Proof of convolution theorem for Laplace transform The convolution theorem for Laplace transform states that
$$\mathcal{L}\{f*g\}=\mathcal{L}\{f\}\cdot\mathcal{L}\{g\}.$$
The standard proof uses Fubini-like argument of switching the order of integration:
$$\int_0^\infty d\tau \int_{\tau}^\infty  e^{-st}f(t-\tau)g(\tau)\,dt=\int_0^\infty dt\int_0^te^{-st}f(t-\tau)g(\tau)\,d\tau$$
Fubini's theorem says that one can switch the order of integration. But what we have in the iterated integrals are not integrals, but limits of integrals (i.e., improper integrals). Are we justified to treat them like "proper" integrals and switch their order?

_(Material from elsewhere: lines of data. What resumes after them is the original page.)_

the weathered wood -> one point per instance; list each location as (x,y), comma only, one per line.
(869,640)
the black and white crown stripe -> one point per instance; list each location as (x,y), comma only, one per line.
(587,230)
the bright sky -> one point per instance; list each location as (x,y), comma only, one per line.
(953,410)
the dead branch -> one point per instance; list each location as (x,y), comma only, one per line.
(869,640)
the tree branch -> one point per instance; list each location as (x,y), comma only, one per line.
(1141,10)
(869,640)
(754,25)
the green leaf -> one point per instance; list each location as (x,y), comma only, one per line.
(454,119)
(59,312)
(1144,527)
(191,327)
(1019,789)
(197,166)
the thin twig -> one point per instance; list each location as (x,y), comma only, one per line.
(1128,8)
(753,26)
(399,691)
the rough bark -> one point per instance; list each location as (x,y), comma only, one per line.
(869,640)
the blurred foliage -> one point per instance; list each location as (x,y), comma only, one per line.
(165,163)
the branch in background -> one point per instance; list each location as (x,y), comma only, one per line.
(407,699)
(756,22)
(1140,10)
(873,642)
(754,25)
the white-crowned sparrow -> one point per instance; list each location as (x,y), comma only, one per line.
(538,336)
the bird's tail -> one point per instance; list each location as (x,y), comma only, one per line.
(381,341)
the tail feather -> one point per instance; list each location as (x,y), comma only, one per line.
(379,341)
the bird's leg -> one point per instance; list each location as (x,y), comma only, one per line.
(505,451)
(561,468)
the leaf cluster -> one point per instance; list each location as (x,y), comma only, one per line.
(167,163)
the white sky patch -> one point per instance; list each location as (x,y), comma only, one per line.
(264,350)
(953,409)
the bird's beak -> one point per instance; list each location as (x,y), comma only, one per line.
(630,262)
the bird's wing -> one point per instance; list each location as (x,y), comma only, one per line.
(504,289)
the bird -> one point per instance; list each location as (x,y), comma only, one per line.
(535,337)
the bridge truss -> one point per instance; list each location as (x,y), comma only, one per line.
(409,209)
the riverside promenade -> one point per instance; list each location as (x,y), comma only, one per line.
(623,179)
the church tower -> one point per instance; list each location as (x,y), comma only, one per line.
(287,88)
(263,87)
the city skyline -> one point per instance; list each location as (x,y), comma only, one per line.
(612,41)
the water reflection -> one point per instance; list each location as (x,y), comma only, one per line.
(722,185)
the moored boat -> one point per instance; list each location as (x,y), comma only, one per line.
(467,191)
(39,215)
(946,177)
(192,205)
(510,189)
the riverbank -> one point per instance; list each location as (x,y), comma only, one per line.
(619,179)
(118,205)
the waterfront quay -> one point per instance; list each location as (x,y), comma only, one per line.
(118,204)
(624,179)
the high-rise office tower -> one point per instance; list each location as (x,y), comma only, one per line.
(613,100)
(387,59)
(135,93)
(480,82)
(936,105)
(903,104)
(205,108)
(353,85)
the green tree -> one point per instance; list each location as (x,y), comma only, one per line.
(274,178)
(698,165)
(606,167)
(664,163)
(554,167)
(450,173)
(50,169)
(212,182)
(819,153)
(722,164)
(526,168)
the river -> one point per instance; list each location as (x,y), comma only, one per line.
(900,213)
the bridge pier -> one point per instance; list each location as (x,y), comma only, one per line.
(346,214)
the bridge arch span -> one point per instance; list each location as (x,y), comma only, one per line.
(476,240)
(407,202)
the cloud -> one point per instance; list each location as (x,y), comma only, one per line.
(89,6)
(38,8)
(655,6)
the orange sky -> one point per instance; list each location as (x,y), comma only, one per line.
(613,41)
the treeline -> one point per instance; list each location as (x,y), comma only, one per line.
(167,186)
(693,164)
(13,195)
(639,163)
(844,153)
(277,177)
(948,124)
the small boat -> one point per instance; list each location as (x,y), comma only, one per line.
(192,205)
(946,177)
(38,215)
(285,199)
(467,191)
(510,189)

 A: \begin{align*}\mathcal{L}\{f\}({s})\cdot\mathcal{L}\{g\}({s})&=\left(\int_0^\infty e^{-{s}t}{f}(t)\,dt\right)\left(\int_0^\infty e^{-{s}u}{g}(u)\,du\right)\\
&=\lim_{{{L}}\to\infty}\left(\int_0^{{L}}e^{-{s}t}{f}(t)\,dt\right)\left(\int_0^{{L}}e^{-{s}u}{g}(u)\,du\right)
\end{align*}
By Fubini's theorem,
\begin{align*}\left(\int_0^{{L}}e^{-{s}t}{f}(t)\,dt\right)\left(\int_0^{{L}}e^{-{s}u}{g}(u)\,du\right)&=\int_0^{{L}}\int_0^{{L}}e^{-{s}(t+u)}{f}(t){g}(u)\,dt\,du\\
&=\iint_{R_{{L}}}e^{-{s}(t+u)}{f}(t){g}(u)\,dt\,du,
\end{align*}
where $R_{{L}}$ is the square region $$0\leq t\leq {{L}},\qquad 0\leq u\leq {{L}}.$$
Let $T_{{L}}$ be the triangular region
$$0\leq t\leq {{L}},\qquad 0\leq u\leq {{L}},\qquad t+u\leq {{L}}.$$
Provided that ${f}$ and ${g}$ are bounded by exponential functions,
$$\lim_{{{L}}\to\infty}\iint_{R_{{L}}}e^{-{s}(t+u)}{f}(t){g}(u)\,dt\,du=\lim_{{{L}}\to\infty}\iint_{T_{{L}}}e^{-{s}(t+u)}{f}(t){g}(u)\,dt\,du.$$
Now, the function
$$\varphi(v,u)=(v-u,u)$$
maps $D_{{L}}$ bijectively onto $T_{{L}}$, where $D_{{L}}$ is the triangular region
$$0\leq v\leq {{L}},\qquad 0\leq u\leq {{L}},\qquad v\geq u.$$

The component functions of $\varphi$ are
$$t(v,u)=v-u\qquad\mbox{and}\qquad u(v,u)=u,$$
so the Jacobian of $\varphi$ is
$$J\varphi=\det\begin{bmatrix}t_v&t_u\\u_v&u_u\end{bmatrix}=\det\begin{bmatrix}1&-1\\0&1\end{bmatrix}=1.$$
Hence,
$$\iint_{T_{{L}}}e^{-{s}(t+u)}{f}(t){g}(u)\,dt\,du=\iint_{D_{{L}}}e^{-{s}v}{f}(v-u){g}(u)\,dv\,du.$$
By Fubini's theorem,
\begin{align*}&\iint_{D_{{L}}}e^{-{s}v}{f}(v-u){g}(u)\,dv\,du=\int_0^{{L}}\int_0^ve^{-{s}v}{f}(v-u){g}(u)\,du\,dv\\
\\
&=\int_0^{{L}}e^{-{s}v}\int_0^v{f}(v-u){g}(u)\,du\,dv=\int_0^{{L}}e^{-{s}v}({f}\ast{g})(v)\,dv.
\end{align*}
Hence,
\begin{align*}\lim_{{{L}}\to\infty}\iint_{D_{{L}}}e^{-{s}v}{f}(v-u){g}(u)\,dv\,du&=\lim_{{{L}}\to\infty}\int_0^{{L}}e^{-{s}v}({f}\ast{g})(v)\,dv\\
\\
&=\int_0^\infty e^{-{s}v}({f}\ast{g})(v)\,dv\\
\\
&=\mathcal{L}\{{f}\ast{g}\}({s}).
\end{align*}